Modern Stoicism is not the passive life philosophy of enduring whatever life throws at you with equanimity. That is a caricature
According to Aikin and McGill-Rutherford, oikeiosis and cosmopolitanism logically entail feminism as understood in modern times. Since women, regardless of where they happen to find themselves on the planet, are human beings endowed with reason, then it necessarily follows, within the Stoic framework, that they ought to be treated on equal terms with men: with compassion, respect and justice.
This, however, is still not enough to get us from a personal attitude of fairness toward women to political activism in support of a 21st-century feminist agenda. Indeed, some modern critics of Stoicism insist that the philosophy is quietist when it comes to social issues, because it focuses on what the individual can and should endure, not on effecting systemic changes. Much of Stoic training, after all, is specifically geared toward not reacting to events, maintaining a calm inner state in the face of externalities. This too, say Aikin and McGill-Rutherford, is a misconception. In their paper, they write:
Epictetus prepares to go to the baths by readying himself for the rude and raucous behaviour of others. When he goes and is splashed or has someone act inappropriately around him, he must understand that he signed up for the whole experience. And so he is ready to endure what must be endured. But this is not an endorsement of the rude or raucous behaviour.

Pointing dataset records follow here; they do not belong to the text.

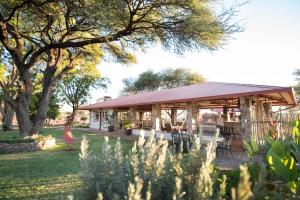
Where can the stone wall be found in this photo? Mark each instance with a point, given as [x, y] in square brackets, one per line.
[20, 147]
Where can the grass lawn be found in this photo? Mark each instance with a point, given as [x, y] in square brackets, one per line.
[48, 174]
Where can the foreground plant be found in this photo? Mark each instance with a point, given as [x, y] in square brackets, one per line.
[149, 171]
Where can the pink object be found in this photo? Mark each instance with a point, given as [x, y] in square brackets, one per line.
[68, 136]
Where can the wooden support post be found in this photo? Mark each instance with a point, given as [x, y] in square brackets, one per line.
[247, 114]
[132, 116]
[195, 120]
[173, 116]
[156, 117]
[189, 117]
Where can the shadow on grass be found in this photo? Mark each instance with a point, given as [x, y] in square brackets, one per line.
[49, 174]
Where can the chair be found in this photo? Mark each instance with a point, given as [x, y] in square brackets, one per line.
[225, 145]
[168, 127]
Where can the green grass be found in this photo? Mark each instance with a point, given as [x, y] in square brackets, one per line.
[50, 174]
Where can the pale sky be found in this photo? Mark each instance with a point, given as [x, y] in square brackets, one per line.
[267, 52]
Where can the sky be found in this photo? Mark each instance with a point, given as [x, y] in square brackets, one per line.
[266, 52]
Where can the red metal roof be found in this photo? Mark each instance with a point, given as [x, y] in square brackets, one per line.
[197, 92]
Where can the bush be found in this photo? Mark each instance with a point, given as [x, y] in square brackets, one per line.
[150, 171]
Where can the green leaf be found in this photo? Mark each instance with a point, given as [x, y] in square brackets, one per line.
[279, 149]
[285, 168]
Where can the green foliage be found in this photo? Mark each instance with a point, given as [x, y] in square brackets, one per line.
[150, 171]
[296, 131]
[282, 162]
[169, 78]
[53, 108]
[75, 88]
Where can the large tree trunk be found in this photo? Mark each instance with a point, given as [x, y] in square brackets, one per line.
[49, 82]
[22, 101]
[8, 117]
[72, 116]
[41, 114]
[22, 114]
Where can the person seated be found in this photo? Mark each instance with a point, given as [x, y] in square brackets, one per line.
[168, 127]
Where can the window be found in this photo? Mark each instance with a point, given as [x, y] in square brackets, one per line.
[96, 117]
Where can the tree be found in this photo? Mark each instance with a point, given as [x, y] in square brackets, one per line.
[8, 85]
[169, 78]
[74, 89]
[53, 108]
[146, 82]
[297, 78]
[59, 31]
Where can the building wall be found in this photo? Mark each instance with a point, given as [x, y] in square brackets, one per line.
[98, 118]
[94, 119]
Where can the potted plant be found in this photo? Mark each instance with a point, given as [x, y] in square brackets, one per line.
[127, 124]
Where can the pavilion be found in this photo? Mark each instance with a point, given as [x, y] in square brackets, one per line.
[254, 103]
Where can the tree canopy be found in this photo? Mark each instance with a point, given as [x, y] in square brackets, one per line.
[74, 89]
[169, 78]
[56, 36]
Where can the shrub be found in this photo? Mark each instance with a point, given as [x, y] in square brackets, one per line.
[150, 171]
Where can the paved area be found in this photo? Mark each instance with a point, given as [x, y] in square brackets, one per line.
[227, 161]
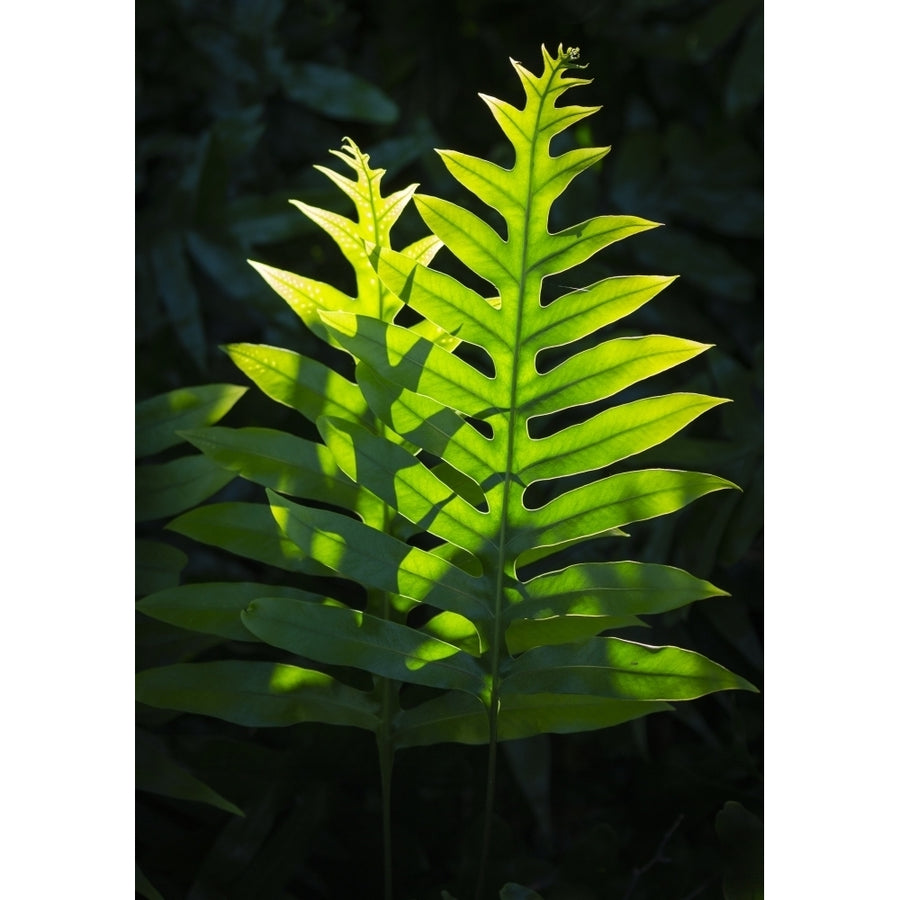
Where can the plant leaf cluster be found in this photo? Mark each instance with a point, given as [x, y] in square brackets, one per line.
[443, 473]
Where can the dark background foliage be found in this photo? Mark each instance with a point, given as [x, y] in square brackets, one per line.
[236, 101]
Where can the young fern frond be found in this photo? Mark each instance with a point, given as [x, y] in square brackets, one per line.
[318, 628]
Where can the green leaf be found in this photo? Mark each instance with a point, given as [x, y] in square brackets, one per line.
[159, 419]
[298, 382]
[363, 554]
[609, 589]
[158, 773]
[352, 638]
[620, 670]
[256, 694]
[158, 566]
[213, 608]
[176, 289]
[170, 488]
[461, 718]
[245, 529]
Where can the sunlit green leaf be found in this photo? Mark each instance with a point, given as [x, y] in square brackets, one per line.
[159, 419]
[258, 694]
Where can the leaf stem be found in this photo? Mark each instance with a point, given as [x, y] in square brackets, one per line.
[386, 764]
[490, 790]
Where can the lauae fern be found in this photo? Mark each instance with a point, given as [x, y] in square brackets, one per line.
[471, 494]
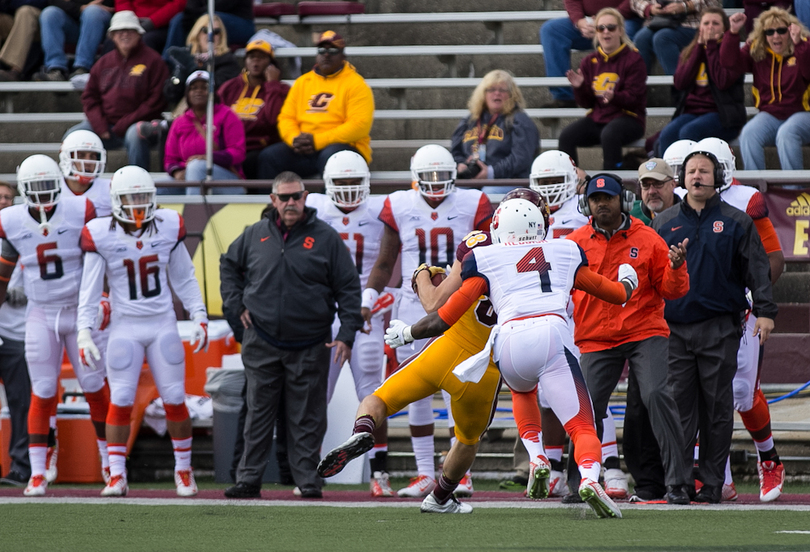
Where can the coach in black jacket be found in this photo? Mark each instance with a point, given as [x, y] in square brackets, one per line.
[283, 280]
[725, 256]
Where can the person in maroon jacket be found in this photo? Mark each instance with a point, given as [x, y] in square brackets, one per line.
[712, 101]
[256, 96]
[778, 55]
[125, 87]
[612, 84]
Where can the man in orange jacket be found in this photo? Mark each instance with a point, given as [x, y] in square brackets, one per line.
[608, 335]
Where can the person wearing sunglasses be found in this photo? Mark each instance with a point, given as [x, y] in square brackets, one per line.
[328, 109]
[777, 53]
[284, 279]
[612, 84]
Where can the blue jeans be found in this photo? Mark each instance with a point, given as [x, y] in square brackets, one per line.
[239, 31]
[559, 37]
[696, 128]
[57, 27]
[138, 150]
[275, 159]
[766, 130]
[664, 44]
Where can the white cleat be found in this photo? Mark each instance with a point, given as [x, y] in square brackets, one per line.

Precisely. There is no contradiction between aiming at political change and at the same time bracing oneself for the reality on the ground. Doing the latter without the former would be quietist and self-centred. But doing the former without the latter would be foolish and self-destructive. Which is why one of the most useful tenets of Stoicism is what is often called the dichotomy of control, a notion made explicit by Epictetus: some things are up to us, while others are not. A good life results from trying to change for the better what is up to us, while developing an attitude of equanimity toward the things that are not up to us.
Let us take a specific example from contemporary political debate. Should a Stoic support the notion of equal pay for equal work between men and women? Absolutely, as not doing so would violate the principle of oikeiosis. But we also need to recognise that equal pay is not yet an acknowledged standard in a number of countries around the world. And even where it is enshrined in the law, as is the case in both the European Union and the United States, this doesn’t necessarily mean that women are actually treated accordingly. In fact, often they are not.
So we deal with the world as it is, not as we would wish it to be. But we constantly strive to make it a better place for everyone. Modern Stoicism is not the passive life philosophy of enduring whatever life throws at you with equanimity. That is a caricature. It is a philosophy that recognises both the limitations on our capacity to change the world and the possibility of making some change. Striving to find the sweet spot between endurance of the world as it is and the drive to improve things without battering your head against an immovable wall is the essence of Stoicism. What is genuinely surprising is the degree to which thinkers such as Musonius Rufus laid the foundations for radical egalitarianism 2,000 years ago. We should recognise these Stoics as at least protofeminists, and build on their insights.